Another question, should I go to a 900 number for a Tarot reading? Well, having talked to a couple people who have worked as 900-number readers, I'd say it's a crapshoot. There are, beyond a doubt, legitimate Tarot readers out there who hire out to these services. They get a percentage of the income generated by this. There are also less ethical people out there, who essentially are playing a confidence game to keep you on the phone.
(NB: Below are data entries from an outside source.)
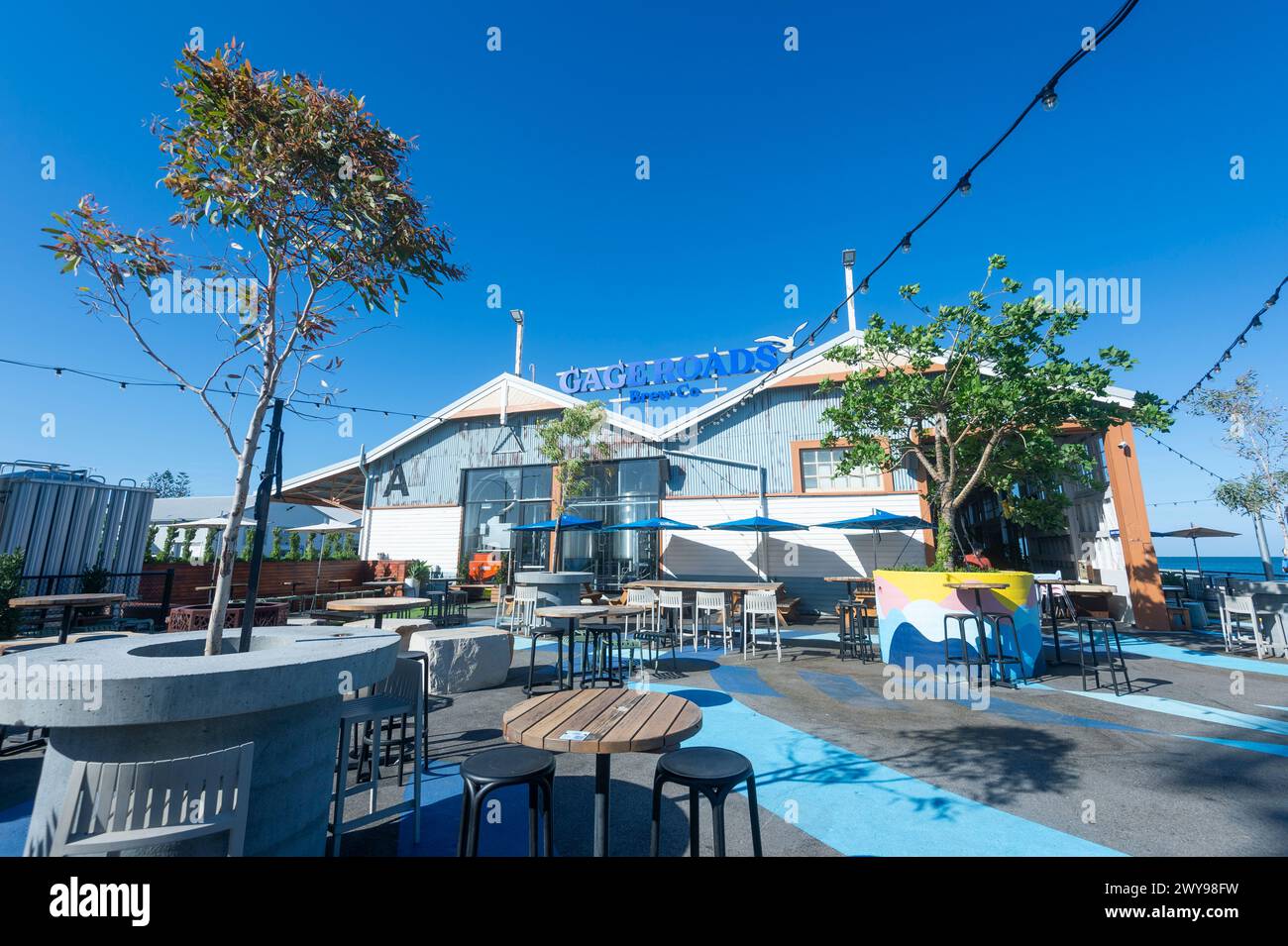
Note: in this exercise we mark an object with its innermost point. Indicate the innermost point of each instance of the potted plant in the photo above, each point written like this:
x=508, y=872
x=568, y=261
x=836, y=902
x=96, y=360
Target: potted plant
x=416, y=575
x=975, y=400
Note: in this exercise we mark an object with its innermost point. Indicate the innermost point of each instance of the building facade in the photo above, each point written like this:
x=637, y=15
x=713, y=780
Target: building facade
x=450, y=488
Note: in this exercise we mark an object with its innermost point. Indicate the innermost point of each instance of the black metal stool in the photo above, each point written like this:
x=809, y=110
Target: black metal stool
x=980, y=658
x=712, y=773
x=1104, y=624
x=599, y=641
x=537, y=633
x=1001, y=658
x=855, y=640
x=509, y=765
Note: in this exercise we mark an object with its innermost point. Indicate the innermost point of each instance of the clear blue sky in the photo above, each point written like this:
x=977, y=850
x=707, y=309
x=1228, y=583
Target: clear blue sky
x=765, y=164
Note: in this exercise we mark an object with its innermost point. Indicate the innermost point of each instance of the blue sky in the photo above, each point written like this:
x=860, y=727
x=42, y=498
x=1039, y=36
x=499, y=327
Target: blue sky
x=765, y=164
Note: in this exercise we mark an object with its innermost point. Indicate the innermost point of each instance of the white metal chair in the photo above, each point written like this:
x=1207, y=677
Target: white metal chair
x=1235, y=610
x=674, y=601
x=523, y=610
x=760, y=604
x=121, y=806
x=713, y=602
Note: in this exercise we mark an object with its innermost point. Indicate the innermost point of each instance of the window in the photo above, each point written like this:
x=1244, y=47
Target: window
x=820, y=473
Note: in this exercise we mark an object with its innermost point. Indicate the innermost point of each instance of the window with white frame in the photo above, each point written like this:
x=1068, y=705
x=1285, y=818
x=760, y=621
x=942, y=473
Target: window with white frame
x=820, y=473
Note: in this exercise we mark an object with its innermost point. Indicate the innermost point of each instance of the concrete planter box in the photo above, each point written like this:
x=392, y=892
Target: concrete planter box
x=555, y=587
x=911, y=607
x=163, y=699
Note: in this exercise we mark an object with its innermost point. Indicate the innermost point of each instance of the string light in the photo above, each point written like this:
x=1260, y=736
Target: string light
x=1046, y=97
x=1239, y=341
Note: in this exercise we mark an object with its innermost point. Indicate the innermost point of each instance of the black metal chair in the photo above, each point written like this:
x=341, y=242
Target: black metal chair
x=493, y=769
x=712, y=773
x=1104, y=626
x=537, y=632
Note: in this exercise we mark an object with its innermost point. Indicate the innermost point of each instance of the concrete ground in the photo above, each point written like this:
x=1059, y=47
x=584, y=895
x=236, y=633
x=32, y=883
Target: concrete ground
x=1193, y=762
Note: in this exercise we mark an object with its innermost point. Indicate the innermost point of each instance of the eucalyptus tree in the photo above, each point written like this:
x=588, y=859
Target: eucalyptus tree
x=300, y=218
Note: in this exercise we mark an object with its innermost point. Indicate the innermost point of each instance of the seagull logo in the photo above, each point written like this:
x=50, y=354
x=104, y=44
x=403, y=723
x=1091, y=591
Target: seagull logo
x=785, y=345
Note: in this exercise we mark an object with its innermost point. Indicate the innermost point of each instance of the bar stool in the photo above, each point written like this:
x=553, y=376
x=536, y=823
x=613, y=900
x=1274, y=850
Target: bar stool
x=597, y=639
x=507, y=765
x=707, y=602
x=537, y=632
x=712, y=773
x=980, y=658
x=1001, y=658
x=400, y=695
x=1104, y=626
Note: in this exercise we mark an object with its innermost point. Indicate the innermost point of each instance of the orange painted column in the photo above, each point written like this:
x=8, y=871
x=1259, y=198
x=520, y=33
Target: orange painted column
x=1144, y=583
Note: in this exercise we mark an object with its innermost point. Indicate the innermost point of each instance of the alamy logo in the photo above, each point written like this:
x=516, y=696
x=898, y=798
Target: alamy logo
x=65, y=683
x=175, y=292
x=1112, y=296
x=73, y=898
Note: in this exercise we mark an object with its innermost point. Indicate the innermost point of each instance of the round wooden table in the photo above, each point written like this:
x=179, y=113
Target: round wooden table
x=572, y=614
x=601, y=722
x=377, y=606
x=68, y=602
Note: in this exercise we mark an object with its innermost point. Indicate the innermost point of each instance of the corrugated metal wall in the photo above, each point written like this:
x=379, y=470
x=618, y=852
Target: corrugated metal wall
x=65, y=525
x=432, y=464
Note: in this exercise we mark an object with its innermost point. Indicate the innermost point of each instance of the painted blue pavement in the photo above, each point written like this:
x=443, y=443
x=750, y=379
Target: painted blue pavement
x=1190, y=710
x=858, y=806
x=13, y=829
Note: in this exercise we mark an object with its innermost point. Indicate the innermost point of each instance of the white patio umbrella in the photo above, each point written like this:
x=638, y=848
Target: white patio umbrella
x=323, y=528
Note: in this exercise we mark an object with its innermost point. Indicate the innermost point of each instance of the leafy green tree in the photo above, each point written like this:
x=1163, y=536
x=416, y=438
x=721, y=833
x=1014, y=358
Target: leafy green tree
x=305, y=205
x=11, y=585
x=571, y=443
x=977, y=399
x=168, y=485
x=1254, y=431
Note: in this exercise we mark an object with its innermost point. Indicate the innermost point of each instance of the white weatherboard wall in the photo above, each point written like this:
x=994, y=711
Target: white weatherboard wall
x=430, y=533
x=800, y=559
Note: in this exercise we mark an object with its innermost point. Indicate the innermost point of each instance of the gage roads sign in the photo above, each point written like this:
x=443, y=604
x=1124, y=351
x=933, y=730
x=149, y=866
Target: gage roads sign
x=690, y=372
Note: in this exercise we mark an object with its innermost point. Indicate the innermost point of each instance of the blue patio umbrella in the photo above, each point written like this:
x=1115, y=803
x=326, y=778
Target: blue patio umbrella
x=760, y=524
x=880, y=520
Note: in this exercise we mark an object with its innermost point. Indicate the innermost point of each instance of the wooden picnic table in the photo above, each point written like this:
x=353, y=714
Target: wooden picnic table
x=68, y=602
x=377, y=606
x=601, y=722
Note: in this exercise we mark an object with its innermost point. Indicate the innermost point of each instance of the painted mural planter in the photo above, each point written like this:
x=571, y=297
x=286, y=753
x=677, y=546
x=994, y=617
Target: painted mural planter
x=911, y=607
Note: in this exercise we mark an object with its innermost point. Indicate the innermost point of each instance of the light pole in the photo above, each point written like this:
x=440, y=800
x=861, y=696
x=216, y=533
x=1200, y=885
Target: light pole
x=848, y=262
x=516, y=314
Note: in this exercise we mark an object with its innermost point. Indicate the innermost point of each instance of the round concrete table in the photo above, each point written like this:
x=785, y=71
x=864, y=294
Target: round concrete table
x=68, y=602
x=156, y=696
x=603, y=722
x=572, y=614
x=377, y=606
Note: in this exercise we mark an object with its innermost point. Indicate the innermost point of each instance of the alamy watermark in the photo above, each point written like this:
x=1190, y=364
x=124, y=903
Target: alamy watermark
x=1099, y=296
x=175, y=292
x=54, y=681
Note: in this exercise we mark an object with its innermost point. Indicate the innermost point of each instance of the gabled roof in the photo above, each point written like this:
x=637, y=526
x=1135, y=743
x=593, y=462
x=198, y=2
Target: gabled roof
x=343, y=482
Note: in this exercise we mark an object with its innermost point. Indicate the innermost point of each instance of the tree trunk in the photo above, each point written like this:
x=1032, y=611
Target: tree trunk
x=228, y=547
x=944, y=545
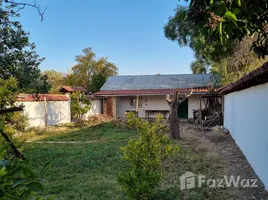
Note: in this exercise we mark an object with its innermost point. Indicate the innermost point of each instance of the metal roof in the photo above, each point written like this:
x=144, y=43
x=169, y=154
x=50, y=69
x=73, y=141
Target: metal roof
x=149, y=92
x=144, y=82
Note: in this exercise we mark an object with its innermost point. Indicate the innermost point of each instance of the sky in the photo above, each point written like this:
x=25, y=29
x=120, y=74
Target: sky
x=128, y=32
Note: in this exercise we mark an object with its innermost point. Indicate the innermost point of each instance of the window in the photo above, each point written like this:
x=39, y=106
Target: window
x=133, y=102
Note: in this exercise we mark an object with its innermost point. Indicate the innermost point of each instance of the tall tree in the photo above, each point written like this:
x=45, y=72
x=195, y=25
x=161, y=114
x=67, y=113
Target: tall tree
x=17, y=55
x=91, y=72
x=229, y=58
x=232, y=20
x=198, y=67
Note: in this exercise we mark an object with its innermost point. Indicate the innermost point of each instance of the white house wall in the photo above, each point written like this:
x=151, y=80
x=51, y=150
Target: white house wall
x=245, y=116
x=95, y=109
x=157, y=102
x=58, y=112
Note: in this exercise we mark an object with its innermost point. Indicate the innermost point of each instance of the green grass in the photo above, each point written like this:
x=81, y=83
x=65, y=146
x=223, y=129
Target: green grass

Your best bet is to find an in-person reader. I say that not because I do that myself, but because it provides a little less pressure on both sides, you don't have to worry about cramming a whole reading into a short time. I like to allot about an hour per reading, that way we can go through any other questions that may arise.
One final question that a lot of people get tripped up on, is there a certification board or organization? The answer, if you're thinking of one nationally recognized certification board or professional organization, no there is not. There are groups that provide certification, usually by means of an examination. Should you seek out this certification, there is nothing wrong with that, but understand, it's not like, say, a license to practice medicine or something. The field simply isn't that regulated. I myself am kind of halfway- I have looked into and found the requirements for certification, although regard the actual certification as unnecessary. I find references and word of mouth combined with experience and familiarity with the cards to be more than sufficient, but again, it's a matter of persona choice! Should you wish to become certified, or have a certified reader do your reading, certainly seek one out! The certification exams are difficult for a reason! So long story short, seek out a  reputable, ethical reader, and if you wish to learn Tarot, seek out a good teacher, and remember that your own intuition, when it becomes developed, can be a powerful tool.